Questa è la parafrasi:
Erano i capelli biondi mossi al vento
che li avvolgeva in mille dolci riccioli,
e la luce ammaliante dei suoi occhi belli, che ora
è diminuita col passar degli anni,
splendeva in modo straordinario;
e mi sembrava, non so se fosse realtà o illusione,
che il suo viso esprimeva nei colori
sentimenti di pietà a pietà:
io che ero pronto all’amore,
c'è da meravigliarsi se ardei d’amore subito?
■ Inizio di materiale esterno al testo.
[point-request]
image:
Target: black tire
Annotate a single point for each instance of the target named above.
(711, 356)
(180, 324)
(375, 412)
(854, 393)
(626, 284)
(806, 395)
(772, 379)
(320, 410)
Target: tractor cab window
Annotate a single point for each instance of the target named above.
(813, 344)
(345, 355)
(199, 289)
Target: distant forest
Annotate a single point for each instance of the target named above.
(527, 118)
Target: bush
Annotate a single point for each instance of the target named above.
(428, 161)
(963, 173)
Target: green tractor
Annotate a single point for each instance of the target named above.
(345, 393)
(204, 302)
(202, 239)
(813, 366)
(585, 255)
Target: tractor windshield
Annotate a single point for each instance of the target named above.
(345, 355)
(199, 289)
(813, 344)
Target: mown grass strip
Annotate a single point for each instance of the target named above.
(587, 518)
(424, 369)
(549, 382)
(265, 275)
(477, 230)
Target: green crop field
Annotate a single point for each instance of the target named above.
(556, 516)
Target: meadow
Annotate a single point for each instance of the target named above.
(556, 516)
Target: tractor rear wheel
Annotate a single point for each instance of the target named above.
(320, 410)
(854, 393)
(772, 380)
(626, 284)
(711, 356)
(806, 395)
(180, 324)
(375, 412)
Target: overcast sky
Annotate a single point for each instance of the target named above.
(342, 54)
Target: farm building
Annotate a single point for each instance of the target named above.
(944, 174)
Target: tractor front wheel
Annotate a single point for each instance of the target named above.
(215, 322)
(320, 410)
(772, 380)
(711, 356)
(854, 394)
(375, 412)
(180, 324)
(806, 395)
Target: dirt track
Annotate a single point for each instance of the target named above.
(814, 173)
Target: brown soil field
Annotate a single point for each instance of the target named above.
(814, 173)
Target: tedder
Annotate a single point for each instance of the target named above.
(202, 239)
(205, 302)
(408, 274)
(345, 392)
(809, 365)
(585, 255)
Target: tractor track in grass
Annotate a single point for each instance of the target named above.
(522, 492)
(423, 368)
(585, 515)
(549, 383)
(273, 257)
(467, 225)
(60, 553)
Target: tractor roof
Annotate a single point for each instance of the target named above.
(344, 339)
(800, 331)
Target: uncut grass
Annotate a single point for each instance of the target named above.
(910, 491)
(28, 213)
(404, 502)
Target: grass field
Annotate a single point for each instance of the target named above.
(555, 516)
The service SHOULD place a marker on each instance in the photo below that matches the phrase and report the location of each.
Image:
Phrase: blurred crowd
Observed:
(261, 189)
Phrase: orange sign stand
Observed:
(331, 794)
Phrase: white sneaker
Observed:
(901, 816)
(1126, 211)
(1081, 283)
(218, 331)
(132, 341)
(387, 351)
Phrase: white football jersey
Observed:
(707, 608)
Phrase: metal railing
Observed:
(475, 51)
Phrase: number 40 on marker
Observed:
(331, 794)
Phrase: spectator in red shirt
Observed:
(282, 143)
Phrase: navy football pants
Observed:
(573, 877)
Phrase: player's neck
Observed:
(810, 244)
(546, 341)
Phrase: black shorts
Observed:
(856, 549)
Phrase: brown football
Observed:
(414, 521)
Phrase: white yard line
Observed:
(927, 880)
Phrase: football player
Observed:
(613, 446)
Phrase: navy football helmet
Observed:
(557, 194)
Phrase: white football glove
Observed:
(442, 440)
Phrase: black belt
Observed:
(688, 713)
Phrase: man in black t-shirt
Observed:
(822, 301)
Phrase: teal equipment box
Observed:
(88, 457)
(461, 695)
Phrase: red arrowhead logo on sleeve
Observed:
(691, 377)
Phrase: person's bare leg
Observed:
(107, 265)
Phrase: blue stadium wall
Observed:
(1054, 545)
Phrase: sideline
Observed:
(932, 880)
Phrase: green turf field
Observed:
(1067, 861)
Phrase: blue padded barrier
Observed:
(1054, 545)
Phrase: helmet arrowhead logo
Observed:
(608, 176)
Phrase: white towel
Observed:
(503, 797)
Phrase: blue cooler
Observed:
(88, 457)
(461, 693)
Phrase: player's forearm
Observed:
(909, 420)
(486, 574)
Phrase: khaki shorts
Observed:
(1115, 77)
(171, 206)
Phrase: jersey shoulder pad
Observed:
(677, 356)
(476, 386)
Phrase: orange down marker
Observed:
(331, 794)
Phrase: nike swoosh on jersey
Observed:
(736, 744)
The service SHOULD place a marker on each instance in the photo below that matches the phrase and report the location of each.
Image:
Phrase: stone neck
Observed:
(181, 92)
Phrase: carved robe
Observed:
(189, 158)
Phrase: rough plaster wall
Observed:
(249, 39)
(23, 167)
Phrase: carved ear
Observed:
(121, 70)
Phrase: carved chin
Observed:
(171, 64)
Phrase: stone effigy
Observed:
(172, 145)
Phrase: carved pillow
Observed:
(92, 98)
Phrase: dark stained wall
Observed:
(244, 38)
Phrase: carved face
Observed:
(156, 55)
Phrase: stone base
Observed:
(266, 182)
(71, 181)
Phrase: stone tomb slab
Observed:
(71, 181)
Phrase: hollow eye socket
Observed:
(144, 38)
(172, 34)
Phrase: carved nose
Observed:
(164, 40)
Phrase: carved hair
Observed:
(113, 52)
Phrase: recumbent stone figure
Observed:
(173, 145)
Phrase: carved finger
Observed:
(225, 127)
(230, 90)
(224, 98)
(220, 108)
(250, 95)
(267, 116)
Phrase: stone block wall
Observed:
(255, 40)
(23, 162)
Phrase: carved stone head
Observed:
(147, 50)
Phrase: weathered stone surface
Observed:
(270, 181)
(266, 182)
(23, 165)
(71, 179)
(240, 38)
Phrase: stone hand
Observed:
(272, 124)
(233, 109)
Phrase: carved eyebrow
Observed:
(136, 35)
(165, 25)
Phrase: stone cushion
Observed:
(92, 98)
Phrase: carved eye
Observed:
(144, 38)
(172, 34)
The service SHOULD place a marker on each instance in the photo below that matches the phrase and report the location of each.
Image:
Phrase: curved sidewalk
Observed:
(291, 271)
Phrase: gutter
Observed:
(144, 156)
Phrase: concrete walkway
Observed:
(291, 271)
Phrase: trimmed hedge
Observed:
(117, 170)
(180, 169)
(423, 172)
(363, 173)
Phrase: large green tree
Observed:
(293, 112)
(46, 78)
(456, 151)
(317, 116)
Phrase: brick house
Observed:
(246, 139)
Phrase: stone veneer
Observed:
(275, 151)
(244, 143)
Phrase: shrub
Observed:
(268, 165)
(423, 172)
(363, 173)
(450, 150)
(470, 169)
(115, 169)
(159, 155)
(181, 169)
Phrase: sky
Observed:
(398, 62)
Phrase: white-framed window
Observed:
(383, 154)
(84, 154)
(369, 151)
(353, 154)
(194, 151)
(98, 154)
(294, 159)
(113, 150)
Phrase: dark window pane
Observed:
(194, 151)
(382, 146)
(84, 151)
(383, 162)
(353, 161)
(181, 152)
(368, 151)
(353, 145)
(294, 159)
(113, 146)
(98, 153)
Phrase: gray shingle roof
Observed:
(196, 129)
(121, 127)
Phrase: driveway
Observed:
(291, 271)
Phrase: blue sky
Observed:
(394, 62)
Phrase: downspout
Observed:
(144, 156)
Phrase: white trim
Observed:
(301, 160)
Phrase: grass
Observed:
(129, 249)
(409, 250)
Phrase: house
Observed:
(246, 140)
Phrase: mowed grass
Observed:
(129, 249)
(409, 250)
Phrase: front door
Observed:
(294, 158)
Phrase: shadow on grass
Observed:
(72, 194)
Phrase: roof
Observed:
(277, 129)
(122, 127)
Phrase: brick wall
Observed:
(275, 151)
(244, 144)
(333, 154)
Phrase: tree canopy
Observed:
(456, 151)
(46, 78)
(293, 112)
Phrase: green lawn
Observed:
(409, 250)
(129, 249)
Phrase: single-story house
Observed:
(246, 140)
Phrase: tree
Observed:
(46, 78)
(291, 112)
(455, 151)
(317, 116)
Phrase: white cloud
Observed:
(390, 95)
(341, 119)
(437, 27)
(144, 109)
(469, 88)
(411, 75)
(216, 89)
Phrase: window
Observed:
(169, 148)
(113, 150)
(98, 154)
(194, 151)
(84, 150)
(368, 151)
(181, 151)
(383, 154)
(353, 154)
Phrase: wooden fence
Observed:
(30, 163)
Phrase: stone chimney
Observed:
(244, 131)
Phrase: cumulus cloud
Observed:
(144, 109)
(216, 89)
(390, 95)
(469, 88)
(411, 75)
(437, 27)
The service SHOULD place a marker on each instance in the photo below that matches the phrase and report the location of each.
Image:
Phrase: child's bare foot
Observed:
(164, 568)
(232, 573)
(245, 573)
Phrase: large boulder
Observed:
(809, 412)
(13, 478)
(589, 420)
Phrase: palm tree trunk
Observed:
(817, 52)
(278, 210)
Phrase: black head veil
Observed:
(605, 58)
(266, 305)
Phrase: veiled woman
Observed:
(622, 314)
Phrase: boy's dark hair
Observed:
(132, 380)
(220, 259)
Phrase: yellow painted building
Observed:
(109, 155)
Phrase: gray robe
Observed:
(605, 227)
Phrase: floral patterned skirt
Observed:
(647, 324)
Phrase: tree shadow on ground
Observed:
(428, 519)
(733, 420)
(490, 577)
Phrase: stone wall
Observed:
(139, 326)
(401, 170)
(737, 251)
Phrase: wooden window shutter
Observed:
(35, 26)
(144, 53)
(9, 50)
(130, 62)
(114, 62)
Il suo portamento non era cosa mortale,
ma aspetto d'angelo, e le parole
suonavano con tono diverso dall’umano;
uno spirito celeste, un vivo sole
fu quel che vidi, e anche se ora non
risplende più per gli anni,
una ferita non si rimargina se l’arco
non
ha più le corde tese.
commento:
I versi si incentrano sull’amore che Petrarca nutre per Laura. Questo amore
è terreno quindi la bellezza della donna svanirà, non è un amore platonico
come quello che Dante nutriva per Beatrice. Questo amore provocherà in lui
anche dei ripensamenti e dei conflitti interni, ma comunque il poeta non
cesserà di amare e di contemplare la sua donna nel ricordo di come gli
apparve la prima volta.
Utilizzando l’omofonia (Laura, l’aura) all’inizio del poema lo scrittore
vuole evocare la sua donna, ricordandola, ma non la chiama mai per nome,
cioè non pronuncia il suo nome esplicitamente nella poesia.
Nelle due quartine emerge la collocazione di Laura nella natura: ce la
immaginiamo avvolta nel vento. Inoltre la bellezza della donna non è
cristallizzata e irreversibile, è invece terrestre, quindi destinata a
scomparire con la vecchiaia. Ultima delle sue innovazioni è la soggettività
del poeta, infatti lui non descrive ciò che la visione di Laura provocava
alla gente, ma ciò che ha risvegliato e suscitato in lui.
Nelle altre due terzine la donna viene infatti descritta come un angelo e
come qualcosa di sopranaturale paragonabile ad un dea.
Con Dante possiamo individuare delle differenze:
l’amore che Dante prova per Beatrice è ben diverso da quello che Petrarca
prova per Laura.
Il primo infatti nutre un amore platonico e cristallizza la bellezza di Beatrice che non sfiorirà mai, invece petrarca descrive la sua donna in tutte le sue caratteristiche terrene, quindi la bellezza sfiorirà. Inoltre per quest’ultimo il sentimento provato provocherà conflitti interni per le sue vocazioni spirituali, cosa che a Dante non succederà.
METRICA E RETORICA
La rima delle quartine è incrociata (ABBA), mentre le terzine presentano rime in forma sciolta (CDE e DCE). L’autore usa figure retoriche come una metafora nel verso 1 per descrivere i capelli di Laura, una sinestesia nel verso 2 (dolci nodi), un’iperbole nel verso 2 (che mille dolci novi gli avolgea), un’anafora che Petrarca utilizza nel verso 3 e continua nel verso 5 per dare enfasi e maggiore vigore al suo sentimento oltre che al sonetto.Un’altra metafora si trova nell’ultimo verso(per allentar d’arco).C’è anche qualche enjambement specialmente al terzo e al 10 verso.